2. Editable Installation (pip install -e
)
Use Case: Actively developing a package and testing changes live.
Method:
$ pip install -e .
How It Works:
- Creates a symlink to your source code directory in
site-packages/
. - Changes to the code immediately take effect without reinstalling.
Ideal For:
- GitHub repositories where you’re contributing to the codebase.
- Projects with frequent code updates.
Example Workflow:
# Clone repository from GitHub
$ git clone https://github.com/you/simple_math
# Create and activate Conda environment
$ conda create -n dev_env python=3.9
$ conda activate dev_env
# Install package in editable mode
$ pip install -e .
# Test changes instantly without reinstalling
>>> import simple_math
>>> simple_math.add(5, 3)
8
3. Private Publishing (Organization Use)
Use Case: Sharing packages internally without public exposure.
Options:
- Conda Private Channel: Host a channel on an internal server.

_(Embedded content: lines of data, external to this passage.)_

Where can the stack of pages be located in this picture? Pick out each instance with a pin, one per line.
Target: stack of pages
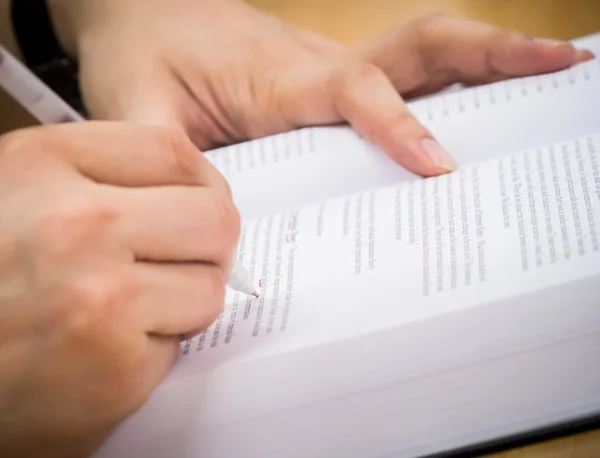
(401, 316)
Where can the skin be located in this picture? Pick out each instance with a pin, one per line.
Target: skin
(102, 224)
(89, 216)
(226, 72)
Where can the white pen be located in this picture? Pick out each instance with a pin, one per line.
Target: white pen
(48, 108)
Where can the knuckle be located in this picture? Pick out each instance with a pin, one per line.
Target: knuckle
(184, 160)
(97, 302)
(227, 220)
(353, 77)
(19, 142)
(428, 23)
(71, 225)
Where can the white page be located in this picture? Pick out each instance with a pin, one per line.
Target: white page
(221, 400)
(411, 251)
(288, 170)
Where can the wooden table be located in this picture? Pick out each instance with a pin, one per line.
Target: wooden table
(350, 21)
(353, 20)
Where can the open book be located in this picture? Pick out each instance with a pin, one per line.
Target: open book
(402, 316)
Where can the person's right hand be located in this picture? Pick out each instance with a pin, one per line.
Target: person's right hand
(115, 241)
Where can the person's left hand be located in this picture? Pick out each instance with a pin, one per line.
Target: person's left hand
(226, 72)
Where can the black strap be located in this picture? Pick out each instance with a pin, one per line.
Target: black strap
(42, 52)
(35, 33)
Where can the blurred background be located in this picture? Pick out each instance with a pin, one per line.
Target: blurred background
(350, 21)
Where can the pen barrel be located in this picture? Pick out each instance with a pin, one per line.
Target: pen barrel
(29, 91)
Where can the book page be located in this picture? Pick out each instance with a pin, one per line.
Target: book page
(309, 165)
(410, 251)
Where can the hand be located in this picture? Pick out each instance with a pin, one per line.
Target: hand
(114, 243)
(226, 72)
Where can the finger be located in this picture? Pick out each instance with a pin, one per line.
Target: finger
(437, 50)
(179, 299)
(161, 353)
(363, 96)
(178, 224)
(131, 155)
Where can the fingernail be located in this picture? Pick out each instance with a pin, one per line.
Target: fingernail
(584, 54)
(550, 42)
(438, 155)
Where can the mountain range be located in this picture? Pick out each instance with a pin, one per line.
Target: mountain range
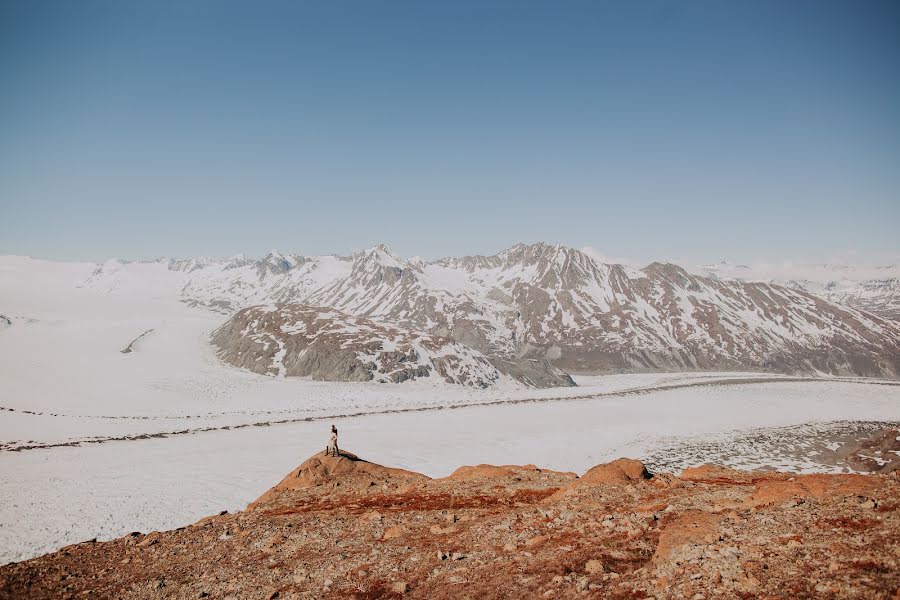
(533, 312)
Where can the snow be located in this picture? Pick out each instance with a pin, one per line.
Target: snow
(65, 380)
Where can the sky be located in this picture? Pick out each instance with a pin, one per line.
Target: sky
(703, 130)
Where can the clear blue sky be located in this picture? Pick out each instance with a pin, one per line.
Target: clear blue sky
(704, 129)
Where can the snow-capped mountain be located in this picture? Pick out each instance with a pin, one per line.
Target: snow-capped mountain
(875, 290)
(544, 302)
(326, 344)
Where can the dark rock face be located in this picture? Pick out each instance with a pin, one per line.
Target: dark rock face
(295, 340)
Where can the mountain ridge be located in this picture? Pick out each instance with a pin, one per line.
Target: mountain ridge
(548, 302)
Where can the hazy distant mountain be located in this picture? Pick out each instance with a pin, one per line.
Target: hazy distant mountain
(540, 304)
(876, 289)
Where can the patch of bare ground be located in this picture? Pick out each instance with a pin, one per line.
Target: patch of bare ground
(346, 528)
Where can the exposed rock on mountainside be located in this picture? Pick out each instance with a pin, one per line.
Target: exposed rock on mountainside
(345, 528)
(326, 344)
(557, 304)
(872, 289)
(877, 296)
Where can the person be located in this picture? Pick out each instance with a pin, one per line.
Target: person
(332, 445)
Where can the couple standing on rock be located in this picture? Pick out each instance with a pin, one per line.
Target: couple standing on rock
(331, 448)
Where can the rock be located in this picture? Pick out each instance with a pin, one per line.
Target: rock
(623, 470)
(401, 587)
(593, 567)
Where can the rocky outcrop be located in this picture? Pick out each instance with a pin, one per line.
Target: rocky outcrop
(296, 340)
(555, 304)
(341, 527)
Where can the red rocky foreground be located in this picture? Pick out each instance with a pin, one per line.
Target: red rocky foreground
(346, 528)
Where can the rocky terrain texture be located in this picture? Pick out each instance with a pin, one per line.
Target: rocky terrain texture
(341, 527)
(326, 344)
(877, 296)
(872, 289)
(549, 302)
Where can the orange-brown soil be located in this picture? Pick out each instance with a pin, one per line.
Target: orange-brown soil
(345, 528)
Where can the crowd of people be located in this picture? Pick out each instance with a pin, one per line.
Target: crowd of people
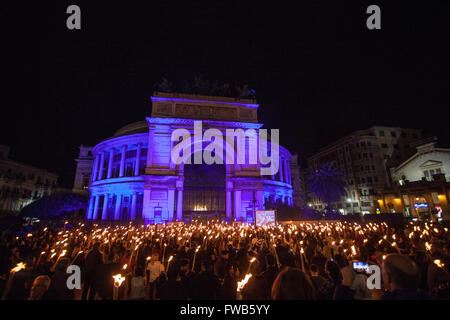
(212, 260)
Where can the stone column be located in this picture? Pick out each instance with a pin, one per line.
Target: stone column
(96, 203)
(100, 171)
(237, 205)
(133, 205)
(412, 209)
(281, 170)
(260, 199)
(138, 159)
(288, 169)
(229, 205)
(105, 207)
(122, 161)
(95, 169)
(117, 208)
(170, 204)
(110, 163)
(179, 204)
(90, 208)
(147, 212)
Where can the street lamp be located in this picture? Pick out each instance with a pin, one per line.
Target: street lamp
(349, 201)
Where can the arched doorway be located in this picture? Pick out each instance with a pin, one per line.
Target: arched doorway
(204, 190)
(422, 207)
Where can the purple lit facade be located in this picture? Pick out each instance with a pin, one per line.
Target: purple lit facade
(133, 177)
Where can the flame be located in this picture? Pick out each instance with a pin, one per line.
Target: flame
(241, 284)
(19, 267)
(439, 263)
(118, 279)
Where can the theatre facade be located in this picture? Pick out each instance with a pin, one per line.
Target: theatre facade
(134, 178)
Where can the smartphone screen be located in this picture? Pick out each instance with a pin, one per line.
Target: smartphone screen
(360, 266)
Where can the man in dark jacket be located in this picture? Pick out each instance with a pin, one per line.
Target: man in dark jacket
(220, 265)
(58, 286)
(401, 277)
(208, 284)
(92, 267)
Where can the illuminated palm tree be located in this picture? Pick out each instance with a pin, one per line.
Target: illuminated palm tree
(327, 184)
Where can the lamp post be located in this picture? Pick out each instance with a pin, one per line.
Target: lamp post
(351, 204)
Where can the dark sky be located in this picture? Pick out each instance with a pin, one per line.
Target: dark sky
(318, 72)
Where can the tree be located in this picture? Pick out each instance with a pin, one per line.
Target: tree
(327, 184)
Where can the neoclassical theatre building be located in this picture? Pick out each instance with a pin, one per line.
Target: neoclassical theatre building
(133, 177)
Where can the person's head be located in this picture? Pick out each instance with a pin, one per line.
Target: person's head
(39, 287)
(139, 272)
(15, 252)
(313, 270)
(206, 266)
(270, 260)
(96, 246)
(400, 272)
(292, 284)
(62, 264)
(229, 270)
(333, 271)
(348, 275)
(184, 265)
(224, 254)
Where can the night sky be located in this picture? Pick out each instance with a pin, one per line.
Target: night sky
(318, 72)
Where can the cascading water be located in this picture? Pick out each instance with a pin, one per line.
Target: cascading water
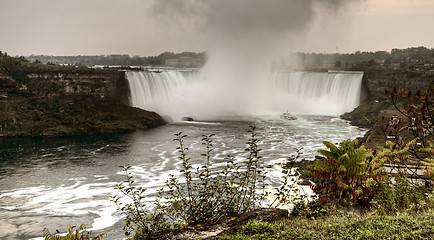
(319, 93)
(182, 93)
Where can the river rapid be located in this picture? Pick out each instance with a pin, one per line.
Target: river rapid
(54, 182)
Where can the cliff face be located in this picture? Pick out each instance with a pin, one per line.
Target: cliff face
(374, 84)
(100, 84)
(69, 103)
(376, 81)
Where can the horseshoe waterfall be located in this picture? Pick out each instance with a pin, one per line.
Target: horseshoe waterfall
(194, 94)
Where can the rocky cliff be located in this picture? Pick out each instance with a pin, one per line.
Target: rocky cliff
(68, 102)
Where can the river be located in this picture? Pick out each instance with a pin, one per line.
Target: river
(53, 182)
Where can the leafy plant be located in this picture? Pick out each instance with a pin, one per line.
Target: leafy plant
(74, 233)
(346, 172)
(201, 194)
(399, 195)
(289, 191)
(415, 121)
(137, 213)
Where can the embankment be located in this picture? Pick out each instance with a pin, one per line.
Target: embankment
(68, 102)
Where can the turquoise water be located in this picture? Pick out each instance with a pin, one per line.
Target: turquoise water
(53, 182)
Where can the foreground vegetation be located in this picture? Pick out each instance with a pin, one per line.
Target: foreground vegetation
(402, 225)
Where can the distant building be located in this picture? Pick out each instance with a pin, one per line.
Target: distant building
(187, 62)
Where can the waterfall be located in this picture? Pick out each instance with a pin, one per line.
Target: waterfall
(188, 93)
(323, 93)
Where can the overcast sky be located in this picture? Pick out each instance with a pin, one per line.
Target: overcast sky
(150, 27)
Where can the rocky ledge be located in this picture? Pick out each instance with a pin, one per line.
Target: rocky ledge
(71, 115)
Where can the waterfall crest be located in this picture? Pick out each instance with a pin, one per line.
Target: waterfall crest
(188, 93)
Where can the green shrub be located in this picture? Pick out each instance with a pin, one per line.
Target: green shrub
(204, 194)
(390, 197)
(74, 233)
(346, 173)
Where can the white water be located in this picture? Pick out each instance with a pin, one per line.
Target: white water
(194, 94)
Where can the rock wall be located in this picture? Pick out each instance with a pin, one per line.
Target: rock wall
(376, 81)
(100, 84)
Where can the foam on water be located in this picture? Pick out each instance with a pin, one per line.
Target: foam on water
(78, 187)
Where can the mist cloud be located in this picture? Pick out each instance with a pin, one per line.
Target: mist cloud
(244, 36)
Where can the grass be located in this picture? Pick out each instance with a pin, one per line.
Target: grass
(404, 225)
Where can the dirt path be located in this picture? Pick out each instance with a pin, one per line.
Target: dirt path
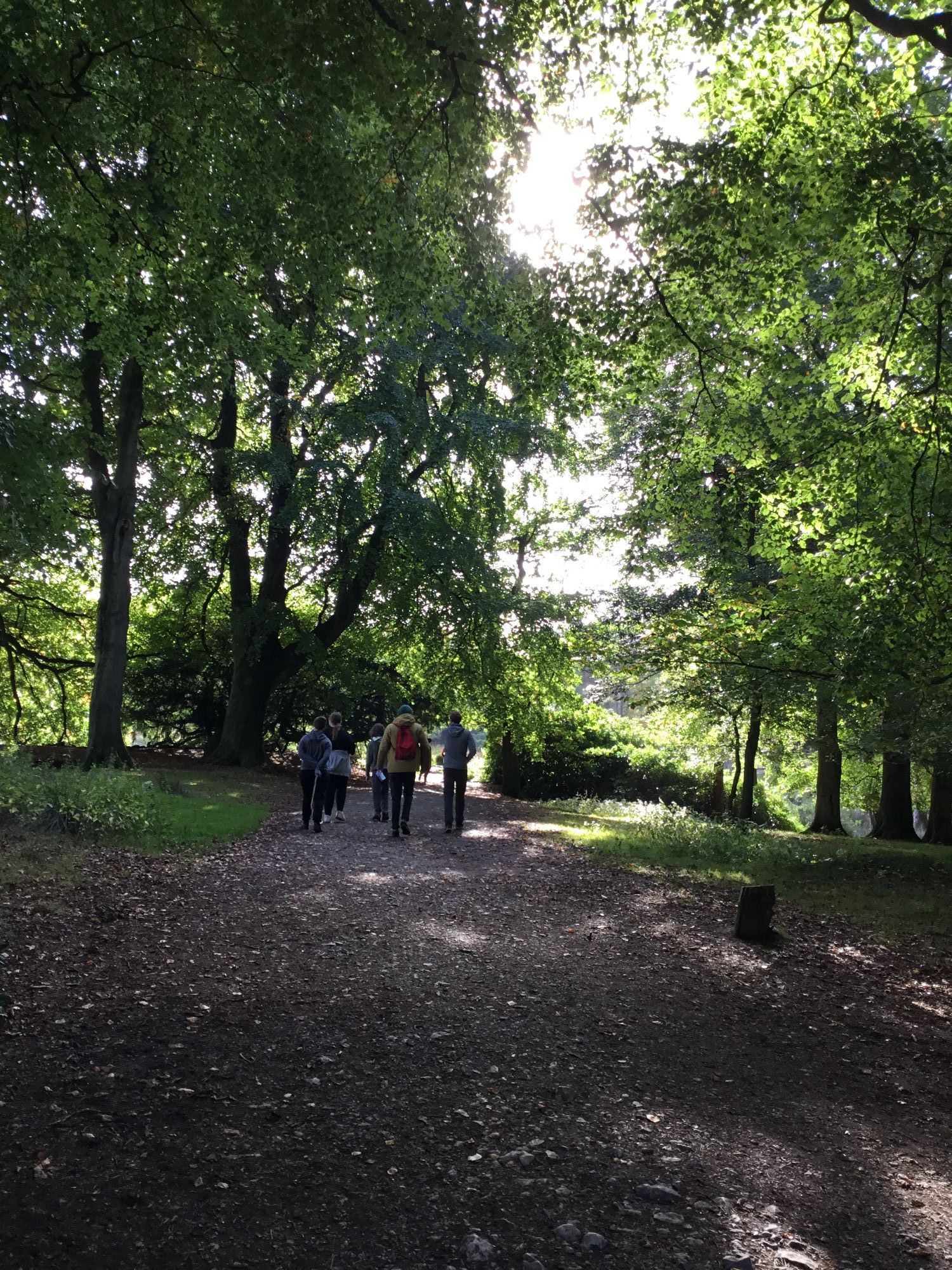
(324, 1052)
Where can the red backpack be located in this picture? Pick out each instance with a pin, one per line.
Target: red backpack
(406, 747)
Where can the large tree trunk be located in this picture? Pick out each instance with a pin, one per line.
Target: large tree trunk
(751, 747)
(894, 816)
(260, 662)
(253, 680)
(894, 819)
(510, 765)
(830, 764)
(115, 504)
(939, 827)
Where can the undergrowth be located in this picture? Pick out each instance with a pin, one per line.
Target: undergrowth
(50, 817)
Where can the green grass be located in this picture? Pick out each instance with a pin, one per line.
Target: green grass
(155, 812)
(197, 813)
(892, 887)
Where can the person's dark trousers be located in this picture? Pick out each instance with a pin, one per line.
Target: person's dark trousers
(454, 792)
(336, 788)
(402, 787)
(308, 797)
(380, 796)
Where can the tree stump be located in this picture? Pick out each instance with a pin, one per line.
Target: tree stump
(755, 912)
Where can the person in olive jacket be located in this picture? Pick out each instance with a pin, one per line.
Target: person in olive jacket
(404, 750)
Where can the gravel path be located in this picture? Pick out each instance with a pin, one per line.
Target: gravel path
(350, 1052)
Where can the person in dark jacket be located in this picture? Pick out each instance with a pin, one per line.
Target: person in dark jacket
(459, 749)
(313, 750)
(340, 768)
(379, 779)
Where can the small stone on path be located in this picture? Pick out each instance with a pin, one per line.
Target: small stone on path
(799, 1260)
(477, 1250)
(569, 1231)
(657, 1193)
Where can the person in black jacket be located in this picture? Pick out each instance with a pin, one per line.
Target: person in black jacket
(340, 768)
(314, 751)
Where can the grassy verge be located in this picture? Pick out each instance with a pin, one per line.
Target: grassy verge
(197, 813)
(54, 817)
(892, 887)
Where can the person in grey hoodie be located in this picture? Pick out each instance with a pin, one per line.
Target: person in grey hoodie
(459, 749)
(314, 750)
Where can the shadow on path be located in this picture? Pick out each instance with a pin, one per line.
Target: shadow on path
(322, 1051)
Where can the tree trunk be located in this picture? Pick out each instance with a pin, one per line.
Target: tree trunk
(894, 819)
(894, 816)
(510, 764)
(115, 504)
(747, 789)
(242, 741)
(830, 764)
(719, 799)
(736, 777)
(939, 827)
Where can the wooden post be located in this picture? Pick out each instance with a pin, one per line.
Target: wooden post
(755, 912)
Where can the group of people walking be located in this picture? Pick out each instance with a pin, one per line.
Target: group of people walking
(395, 755)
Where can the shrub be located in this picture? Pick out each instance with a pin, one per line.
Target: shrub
(593, 754)
(70, 801)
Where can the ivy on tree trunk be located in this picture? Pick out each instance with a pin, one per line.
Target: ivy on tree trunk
(115, 505)
(830, 764)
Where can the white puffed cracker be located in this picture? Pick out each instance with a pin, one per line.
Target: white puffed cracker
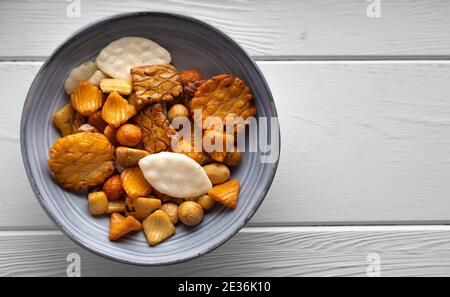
(97, 77)
(175, 175)
(78, 74)
(121, 55)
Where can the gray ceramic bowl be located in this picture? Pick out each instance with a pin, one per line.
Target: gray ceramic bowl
(193, 44)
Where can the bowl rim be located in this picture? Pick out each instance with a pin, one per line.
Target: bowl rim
(32, 181)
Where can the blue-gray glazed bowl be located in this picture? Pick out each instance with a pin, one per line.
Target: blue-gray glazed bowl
(192, 44)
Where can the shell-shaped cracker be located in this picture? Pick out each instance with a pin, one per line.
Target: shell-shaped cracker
(97, 121)
(117, 110)
(120, 225)
(221, 96)
(119, 56)
(142, 207)
(158, 227)
(81, 160)
(175, 174)
(134, 183)
(226, 193)
(155, 83)
(78, 74)
(86, 98)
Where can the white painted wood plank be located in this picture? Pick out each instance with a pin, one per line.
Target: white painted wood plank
(362, 142)
(252, 252)
(264, 28)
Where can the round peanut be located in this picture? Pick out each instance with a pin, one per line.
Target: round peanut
(98, 203)
(177, 111)
(171, 209)
(233, 158)
(218, 173)
(129, 135)
(113, 187)
(190, 213)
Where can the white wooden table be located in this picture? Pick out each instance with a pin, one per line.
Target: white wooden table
(364, 104)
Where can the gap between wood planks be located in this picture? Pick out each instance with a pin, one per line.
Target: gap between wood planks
(408, 58)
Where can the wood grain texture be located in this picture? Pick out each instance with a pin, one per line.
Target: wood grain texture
(265, 28)
(362, 143)
(253, 251)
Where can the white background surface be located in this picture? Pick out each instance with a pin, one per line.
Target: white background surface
(364, 108)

- Artifactory/Nexus: Use enterprise package managers.
Steps:
# Build a Conda package
$ conda build .
# Upload to private channel
$ anaconda upload --private /path/to/package.tar.bz2
4. Public Publishing (Conda-Forge/PyPI)
Use Case: Open-source distribution.
Conda-Forge Steps:
- Submit a recipe to staged-recipes.
- Maintainers review and merge it.
- Bots automate future updates.
PyPI Steps:
# Build and upload package
$ python setup.py sdist bdist_wheel
$ twine upload dist/*
Key Differences Between Installation Types
Feature | pip install . |
pip install -e . |
---|---|---|
Installation Type | Copies files to site-packages | Symlinks to source directory |
Code Updates | Requires reinstallation | Instant |
Disk Usage | Higher (duplicate files) | Lower (shared files) |
Use Case | Stable releases | Active development |
Optimizing Storage: What to Clean
Conda environments and cached packages can consume significant disk space over time.
Common Culprits:
- Unlinked Packages: Orphaned files in
~/.conda/pkgs/
. - Old Environments: Unused directories under
~/miniconda3/envs/
. - Temporary Files: Leftover build artifacts.
Pro Tips:
# Find largest environments
$ du -sh ~/miniconda3/envs/* | sort -hr
# Clean aggressively (saves ~5–15 GB)
$ conda clean --all --yes
Conclusion
Conda environments are indispensable for modern development workflows, offering isolation, reproducibility, and efficiency:
- Editable Installs (
pip install -e
) are perfect for active development workflows tied to GitHub repositories. - Wheel/PyPI Publishing is ideal for distributing stable Python packages publicly.
- Conda Private Channels allow secure sharing within organizations.
- Conda-Forge Publishing is best suited for complex dependencies requiring cross-platform compatibility.
By understanding Conda’s isolation mechanics and publishing options, you can optimize both your workflow and storage usage while ensuring reproducibility across projects.
Whether you’re debugging dependency conflicts or distributing tools globally, Conda provides the infrastructure needed to keep your projects lean and scalable!